14. This position has been reiterated by Hon’ble the Supreme Court in the case of Bichitrananda Behera (supra). In the case of Rikhab Chand Jain Vs. Union of India, 2025 SCC Online SC 2510, Hon’ble the Supreme Court referred to its earlier decision in A.V. Venkateswaran, Collector of Customs, Bombay Vs. Ramchand Sobhraj Wadhwani and another, 1961 AIR Supreme Court 1506 as under :-
“12. That apart, the majority view in a previous constitution Bench in V Venkateswaran, Collector of Customs, Bombay v. Ramchand Sobhraj Wadhwani AIR 1961 SC 1506 reads thus:
“14…., we must express our dissent from the reasoning by which the learned Judges of the High Court held that the writ petitioner was absolved from the normal obligation to exhaust his statutory remedies before invoking the jurisdiction of the High Court under Article 226 of the Constitution. If a petitioner has disabled himself from availing himself of the statutory remedy by his own fault in not doing so within the prescribed time, he cannot certainly be permitted to urge that as a ground for the Court dealing with his petition under Article 226 to exercise its discretion in his favour. Indeed, the second passage extracted from the judgment of the learned C.J. in Mohammed Nooh case with its reference to the right to appeal being lost ‘through no fault of his own’ emphasizes this aspect of the Rule.”
(emphasis ours)
In essence, this Court was of the opinion that once a petitioner has due to his own fault disabled himself from availing a statutory remedy, the discretionary remedy under Article 226 may not be available.”

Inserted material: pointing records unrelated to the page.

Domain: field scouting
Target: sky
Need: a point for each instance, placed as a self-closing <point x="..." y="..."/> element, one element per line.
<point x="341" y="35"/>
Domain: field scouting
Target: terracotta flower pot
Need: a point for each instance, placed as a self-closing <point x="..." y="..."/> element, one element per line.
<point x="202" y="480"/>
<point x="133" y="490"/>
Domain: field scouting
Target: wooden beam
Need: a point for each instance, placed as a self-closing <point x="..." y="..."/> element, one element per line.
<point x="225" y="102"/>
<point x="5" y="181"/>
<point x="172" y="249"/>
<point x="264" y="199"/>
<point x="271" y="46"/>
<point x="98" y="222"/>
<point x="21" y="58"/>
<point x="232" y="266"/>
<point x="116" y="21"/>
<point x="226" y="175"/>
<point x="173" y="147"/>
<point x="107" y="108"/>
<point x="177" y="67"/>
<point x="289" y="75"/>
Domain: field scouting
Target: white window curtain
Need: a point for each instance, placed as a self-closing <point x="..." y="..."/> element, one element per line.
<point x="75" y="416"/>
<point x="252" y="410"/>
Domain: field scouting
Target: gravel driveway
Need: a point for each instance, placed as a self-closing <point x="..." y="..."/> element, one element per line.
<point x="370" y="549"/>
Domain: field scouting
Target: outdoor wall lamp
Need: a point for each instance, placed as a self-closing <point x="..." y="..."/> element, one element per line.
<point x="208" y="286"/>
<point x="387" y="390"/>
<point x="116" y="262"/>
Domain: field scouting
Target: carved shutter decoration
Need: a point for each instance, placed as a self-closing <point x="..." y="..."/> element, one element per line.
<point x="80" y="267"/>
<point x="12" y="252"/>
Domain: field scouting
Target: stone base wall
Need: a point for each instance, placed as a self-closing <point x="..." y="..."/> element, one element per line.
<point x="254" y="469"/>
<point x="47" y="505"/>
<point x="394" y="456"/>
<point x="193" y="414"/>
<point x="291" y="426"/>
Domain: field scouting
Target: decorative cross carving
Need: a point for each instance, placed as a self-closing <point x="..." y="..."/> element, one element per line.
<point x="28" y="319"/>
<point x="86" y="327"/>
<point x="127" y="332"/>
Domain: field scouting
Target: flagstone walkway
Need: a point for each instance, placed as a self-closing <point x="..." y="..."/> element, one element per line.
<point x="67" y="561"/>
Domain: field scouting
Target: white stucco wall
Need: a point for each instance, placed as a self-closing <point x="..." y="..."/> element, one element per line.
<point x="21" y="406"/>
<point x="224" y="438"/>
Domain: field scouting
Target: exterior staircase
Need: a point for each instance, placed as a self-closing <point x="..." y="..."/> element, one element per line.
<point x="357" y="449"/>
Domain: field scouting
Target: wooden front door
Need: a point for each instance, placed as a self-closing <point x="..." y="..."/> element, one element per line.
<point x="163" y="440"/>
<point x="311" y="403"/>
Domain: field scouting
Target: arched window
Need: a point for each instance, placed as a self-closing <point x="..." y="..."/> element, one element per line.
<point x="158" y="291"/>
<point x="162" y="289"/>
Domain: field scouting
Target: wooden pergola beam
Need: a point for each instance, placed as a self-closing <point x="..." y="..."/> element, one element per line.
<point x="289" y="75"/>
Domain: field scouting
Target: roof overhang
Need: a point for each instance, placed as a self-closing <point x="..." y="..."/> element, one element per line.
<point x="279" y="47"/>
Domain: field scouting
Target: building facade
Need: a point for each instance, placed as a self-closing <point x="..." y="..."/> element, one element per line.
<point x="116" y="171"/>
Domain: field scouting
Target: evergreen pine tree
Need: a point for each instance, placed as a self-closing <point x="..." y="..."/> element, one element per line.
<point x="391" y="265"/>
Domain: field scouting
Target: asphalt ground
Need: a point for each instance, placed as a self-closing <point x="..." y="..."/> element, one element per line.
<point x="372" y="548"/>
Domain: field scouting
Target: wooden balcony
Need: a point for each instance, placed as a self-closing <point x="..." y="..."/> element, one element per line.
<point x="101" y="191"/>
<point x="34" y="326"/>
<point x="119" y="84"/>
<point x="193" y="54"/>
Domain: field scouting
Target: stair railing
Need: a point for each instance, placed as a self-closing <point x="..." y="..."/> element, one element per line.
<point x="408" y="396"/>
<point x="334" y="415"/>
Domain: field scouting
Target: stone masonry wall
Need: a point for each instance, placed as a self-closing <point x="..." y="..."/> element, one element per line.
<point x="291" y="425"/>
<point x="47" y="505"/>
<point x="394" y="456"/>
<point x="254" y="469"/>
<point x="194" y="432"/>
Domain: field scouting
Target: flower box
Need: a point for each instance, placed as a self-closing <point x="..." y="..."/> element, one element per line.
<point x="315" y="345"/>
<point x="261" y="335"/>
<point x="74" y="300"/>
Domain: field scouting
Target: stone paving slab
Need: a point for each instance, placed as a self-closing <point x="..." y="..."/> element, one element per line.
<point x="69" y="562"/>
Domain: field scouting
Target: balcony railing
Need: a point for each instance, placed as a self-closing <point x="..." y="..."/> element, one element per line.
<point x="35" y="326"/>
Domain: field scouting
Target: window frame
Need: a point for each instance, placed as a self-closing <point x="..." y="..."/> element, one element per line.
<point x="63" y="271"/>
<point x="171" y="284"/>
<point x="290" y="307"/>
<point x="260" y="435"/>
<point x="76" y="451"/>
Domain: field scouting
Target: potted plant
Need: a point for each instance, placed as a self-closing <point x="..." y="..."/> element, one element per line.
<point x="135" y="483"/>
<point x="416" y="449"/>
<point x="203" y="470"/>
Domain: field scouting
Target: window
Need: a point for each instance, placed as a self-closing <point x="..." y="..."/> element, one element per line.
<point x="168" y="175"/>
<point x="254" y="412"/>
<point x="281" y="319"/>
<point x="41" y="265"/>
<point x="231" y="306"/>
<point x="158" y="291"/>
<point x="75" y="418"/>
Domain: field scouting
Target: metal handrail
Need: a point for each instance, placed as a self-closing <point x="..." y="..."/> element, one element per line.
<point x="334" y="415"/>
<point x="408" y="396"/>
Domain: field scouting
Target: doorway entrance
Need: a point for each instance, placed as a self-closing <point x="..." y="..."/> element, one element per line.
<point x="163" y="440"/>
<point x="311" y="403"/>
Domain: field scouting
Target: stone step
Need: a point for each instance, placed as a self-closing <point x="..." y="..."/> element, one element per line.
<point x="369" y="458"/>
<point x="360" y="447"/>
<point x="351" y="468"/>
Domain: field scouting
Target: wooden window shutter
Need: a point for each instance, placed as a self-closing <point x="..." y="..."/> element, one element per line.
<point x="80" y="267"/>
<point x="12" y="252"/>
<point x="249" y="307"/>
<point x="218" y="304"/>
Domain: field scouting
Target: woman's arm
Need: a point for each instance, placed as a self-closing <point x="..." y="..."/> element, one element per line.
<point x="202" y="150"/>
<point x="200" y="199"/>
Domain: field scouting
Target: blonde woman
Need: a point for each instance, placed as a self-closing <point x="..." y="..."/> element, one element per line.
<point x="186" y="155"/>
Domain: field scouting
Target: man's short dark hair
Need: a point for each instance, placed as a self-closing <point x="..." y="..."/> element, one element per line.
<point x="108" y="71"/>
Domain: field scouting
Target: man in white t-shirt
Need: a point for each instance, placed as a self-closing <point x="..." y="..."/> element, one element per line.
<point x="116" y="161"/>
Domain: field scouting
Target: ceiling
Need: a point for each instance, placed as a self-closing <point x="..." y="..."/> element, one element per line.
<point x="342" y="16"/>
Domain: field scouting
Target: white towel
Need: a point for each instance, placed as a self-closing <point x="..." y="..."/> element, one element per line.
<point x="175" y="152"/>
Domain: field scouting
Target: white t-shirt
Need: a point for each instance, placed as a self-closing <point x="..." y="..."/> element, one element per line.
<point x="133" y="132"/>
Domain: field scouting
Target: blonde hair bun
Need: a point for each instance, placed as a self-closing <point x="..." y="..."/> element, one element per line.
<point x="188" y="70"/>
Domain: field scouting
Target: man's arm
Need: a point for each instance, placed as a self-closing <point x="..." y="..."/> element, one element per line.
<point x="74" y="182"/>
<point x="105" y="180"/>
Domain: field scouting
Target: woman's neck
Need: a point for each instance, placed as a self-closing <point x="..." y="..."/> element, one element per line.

15. It was further held as under:-
“13. Although there is no period of limitation for invoking the writ jurisdiction of a High Court under Article 226, all that the courts insist is invocation of its jurisdiction with utmost expedition and, at any rate, within a “reasonable period”. What would constitute “reasonable period” cannot be put in a straight-jacket, and it must invariably depend on the facts and circumstances of each particular case. Nonetheless, the period of limitation prescribed by an enactment for availing the alternative remedy AIR 1961 SC 1506 provided thereunder in certain cases does provide indication as to what should be the “reasonable period” within which the writ jurisdiction has to be invoked.”
15. In the given factual matrix, in our considered opinion, writ petition is hit by delay and laches. We, therefore, do not find any ground to cause interference in this matter in exercise of jurisdiction under Article 226 of the Constitution of India.
16. No other argument has been addressed.
17. Keeping in view facts and circumstances as above, writ petition is dismissed being hit by delay and laches. Pending application(s), if any, stand(s), disposed of accordingly.